Last night I receive a worrying text from him. It said that he’s flipped out, it was always going to happen, he’s leaving London but thanks for being there. So I call him and he’s telling me that he flipped out after I told him to fuck off at my party. I assure you that did not happen. He makes stuff up to be upset about. He said he kind of loves me, that he’s glad that he’s said is and it’s out loud now. Well what do you say to that? I opted for “don’t say that, you know I don’t feel the same way.” then made my excuses after a few niceties so he didn’t think I was being a complete bitch.
It’s a bit disturbing to be honest. Here you have a guy one minute telling you he’s unhinged and the second telling you he loves you. Not really the safest mixture and what do I do now? I have a friend who’s flipping out and needs people around him but at the same time I can’t encourage him or lead him on.
Introducing John
I was still maintaining the last remaining contact from traditional dating sites. We hadn’t slept together yet, he wanted to wait. We have been speaking on msn now for around 3 months and seen each other 4 times recently. But it’s started to get a bit soppy. Don’t get me wrong I’m as much to blame, I kind of got caught up in having someone really into me. Saying sweet things and stuff, it made me smile.
But recently it’s been getting more and more intense until last night he said something about wanting to see me in such a way that it made me shudder. Then I look down at my phone and see 2 text messages from the men I’m arranging to meet for sex next week. He has no idea about this side of me as a person, he’s falling for the sweet girlfriend material person I’ve been having fun putting on for him. All of a sudden my conscious gets the better of me. I’m leading him on and I need to end it.

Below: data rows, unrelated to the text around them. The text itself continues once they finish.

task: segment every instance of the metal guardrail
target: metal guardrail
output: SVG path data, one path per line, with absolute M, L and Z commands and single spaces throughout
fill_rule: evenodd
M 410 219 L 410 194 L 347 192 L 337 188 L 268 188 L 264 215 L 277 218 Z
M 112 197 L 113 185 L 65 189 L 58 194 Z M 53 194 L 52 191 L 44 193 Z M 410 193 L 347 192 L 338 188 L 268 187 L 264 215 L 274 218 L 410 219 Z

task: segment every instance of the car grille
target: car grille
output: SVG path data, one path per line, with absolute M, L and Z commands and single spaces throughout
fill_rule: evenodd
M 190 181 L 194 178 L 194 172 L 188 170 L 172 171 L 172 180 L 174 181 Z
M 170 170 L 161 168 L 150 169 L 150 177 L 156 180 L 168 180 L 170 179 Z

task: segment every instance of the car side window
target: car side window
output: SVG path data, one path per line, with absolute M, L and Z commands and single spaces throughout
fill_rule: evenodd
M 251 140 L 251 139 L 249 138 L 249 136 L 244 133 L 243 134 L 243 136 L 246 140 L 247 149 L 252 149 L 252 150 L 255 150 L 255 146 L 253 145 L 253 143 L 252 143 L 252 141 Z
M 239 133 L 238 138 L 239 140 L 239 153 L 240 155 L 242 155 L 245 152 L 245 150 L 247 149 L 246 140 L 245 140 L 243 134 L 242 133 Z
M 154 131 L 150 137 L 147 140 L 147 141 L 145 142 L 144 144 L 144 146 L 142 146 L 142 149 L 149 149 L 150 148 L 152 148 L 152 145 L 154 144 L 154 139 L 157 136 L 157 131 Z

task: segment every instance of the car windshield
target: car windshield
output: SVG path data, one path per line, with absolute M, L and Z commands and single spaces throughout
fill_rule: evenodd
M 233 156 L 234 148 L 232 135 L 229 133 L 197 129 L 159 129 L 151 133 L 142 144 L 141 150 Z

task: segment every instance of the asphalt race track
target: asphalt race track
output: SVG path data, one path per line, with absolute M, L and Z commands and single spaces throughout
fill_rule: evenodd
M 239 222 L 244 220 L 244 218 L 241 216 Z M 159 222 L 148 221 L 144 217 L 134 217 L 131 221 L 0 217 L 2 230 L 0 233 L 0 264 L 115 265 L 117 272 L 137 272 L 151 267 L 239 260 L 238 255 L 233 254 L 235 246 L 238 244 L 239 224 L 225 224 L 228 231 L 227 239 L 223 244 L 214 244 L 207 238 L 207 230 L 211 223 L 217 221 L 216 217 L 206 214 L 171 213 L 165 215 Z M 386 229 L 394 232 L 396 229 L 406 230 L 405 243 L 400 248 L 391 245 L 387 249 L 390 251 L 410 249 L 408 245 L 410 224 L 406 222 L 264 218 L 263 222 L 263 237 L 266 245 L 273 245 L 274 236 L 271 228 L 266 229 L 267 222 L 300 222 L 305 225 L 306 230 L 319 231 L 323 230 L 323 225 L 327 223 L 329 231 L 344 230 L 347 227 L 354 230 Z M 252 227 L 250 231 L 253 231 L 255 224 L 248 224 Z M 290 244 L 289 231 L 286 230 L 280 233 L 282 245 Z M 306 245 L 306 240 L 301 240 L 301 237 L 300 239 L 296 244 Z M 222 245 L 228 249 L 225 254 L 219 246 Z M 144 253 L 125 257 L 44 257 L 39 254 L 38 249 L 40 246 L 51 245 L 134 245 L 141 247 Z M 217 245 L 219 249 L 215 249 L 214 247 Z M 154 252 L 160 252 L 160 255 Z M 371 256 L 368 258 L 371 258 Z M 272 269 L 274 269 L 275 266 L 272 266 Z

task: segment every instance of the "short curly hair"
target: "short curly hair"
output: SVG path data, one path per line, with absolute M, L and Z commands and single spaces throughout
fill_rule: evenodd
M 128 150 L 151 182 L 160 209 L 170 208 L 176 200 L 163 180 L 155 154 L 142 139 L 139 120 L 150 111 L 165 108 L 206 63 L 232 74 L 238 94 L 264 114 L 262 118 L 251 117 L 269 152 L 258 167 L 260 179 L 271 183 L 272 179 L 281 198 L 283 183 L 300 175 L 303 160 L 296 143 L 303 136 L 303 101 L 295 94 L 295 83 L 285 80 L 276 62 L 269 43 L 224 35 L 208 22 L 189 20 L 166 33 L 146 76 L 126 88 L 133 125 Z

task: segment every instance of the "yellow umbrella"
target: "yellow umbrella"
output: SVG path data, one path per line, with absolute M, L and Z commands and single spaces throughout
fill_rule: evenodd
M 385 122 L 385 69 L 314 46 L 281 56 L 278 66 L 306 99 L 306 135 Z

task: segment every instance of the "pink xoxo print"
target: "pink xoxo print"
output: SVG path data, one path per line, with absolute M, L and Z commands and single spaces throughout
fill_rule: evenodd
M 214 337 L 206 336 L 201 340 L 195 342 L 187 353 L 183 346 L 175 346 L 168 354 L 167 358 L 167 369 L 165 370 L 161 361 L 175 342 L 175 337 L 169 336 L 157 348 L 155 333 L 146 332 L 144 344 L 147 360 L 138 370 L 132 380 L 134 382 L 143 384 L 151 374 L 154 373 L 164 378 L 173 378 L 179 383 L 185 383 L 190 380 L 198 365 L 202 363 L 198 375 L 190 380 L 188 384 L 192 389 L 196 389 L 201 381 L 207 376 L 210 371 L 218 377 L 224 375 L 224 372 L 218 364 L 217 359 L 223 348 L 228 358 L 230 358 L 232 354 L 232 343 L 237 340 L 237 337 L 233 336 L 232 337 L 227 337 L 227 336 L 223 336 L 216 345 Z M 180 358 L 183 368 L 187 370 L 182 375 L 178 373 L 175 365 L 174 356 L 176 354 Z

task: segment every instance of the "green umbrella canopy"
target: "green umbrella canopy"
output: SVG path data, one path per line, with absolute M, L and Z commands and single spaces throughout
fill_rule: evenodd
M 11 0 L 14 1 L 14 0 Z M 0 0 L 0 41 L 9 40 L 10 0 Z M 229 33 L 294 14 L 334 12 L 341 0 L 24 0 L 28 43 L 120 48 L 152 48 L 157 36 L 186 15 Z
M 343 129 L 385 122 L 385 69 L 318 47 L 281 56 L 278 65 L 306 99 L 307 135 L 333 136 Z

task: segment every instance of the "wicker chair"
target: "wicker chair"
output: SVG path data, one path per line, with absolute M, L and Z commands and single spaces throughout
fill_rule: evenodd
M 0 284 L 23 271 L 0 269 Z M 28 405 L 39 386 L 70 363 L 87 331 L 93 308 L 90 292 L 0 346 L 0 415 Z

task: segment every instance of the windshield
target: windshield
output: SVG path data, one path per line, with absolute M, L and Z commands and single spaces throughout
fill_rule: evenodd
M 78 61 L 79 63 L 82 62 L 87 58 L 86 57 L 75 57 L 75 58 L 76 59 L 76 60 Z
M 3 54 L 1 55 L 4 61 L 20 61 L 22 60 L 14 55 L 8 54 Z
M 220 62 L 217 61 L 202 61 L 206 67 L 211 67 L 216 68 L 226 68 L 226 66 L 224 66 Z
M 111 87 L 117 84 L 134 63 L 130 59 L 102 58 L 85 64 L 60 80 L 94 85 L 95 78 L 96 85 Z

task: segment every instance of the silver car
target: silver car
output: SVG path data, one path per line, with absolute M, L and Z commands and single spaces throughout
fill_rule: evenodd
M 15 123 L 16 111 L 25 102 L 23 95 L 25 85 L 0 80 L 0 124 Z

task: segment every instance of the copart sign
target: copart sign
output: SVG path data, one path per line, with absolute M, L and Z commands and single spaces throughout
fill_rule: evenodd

So this morning I sent him an email. I know you’re probably thinking that’s a bit of a cop out and I agree totally. But the thing is I can’t properly get the message across when I have to actually say it.
In a nutshell it said that I freaked out because of what he said, I can’t move on from my ex, I’m being selfish and doing things he wouldn’t approve of. That I like him but timing is wrong.
He’s tried to talk to me on msn today but his Hey
message looked like he hadn’t got mine yet. I haven’t spoken to him since but we were supposed to see each other tonight, so I presume the fact he hasn’t been in touch means he’s got the message. I feel bad but at the same time I was honest, I hope respectful and it’d best to say it than carry on with something that’s wrong.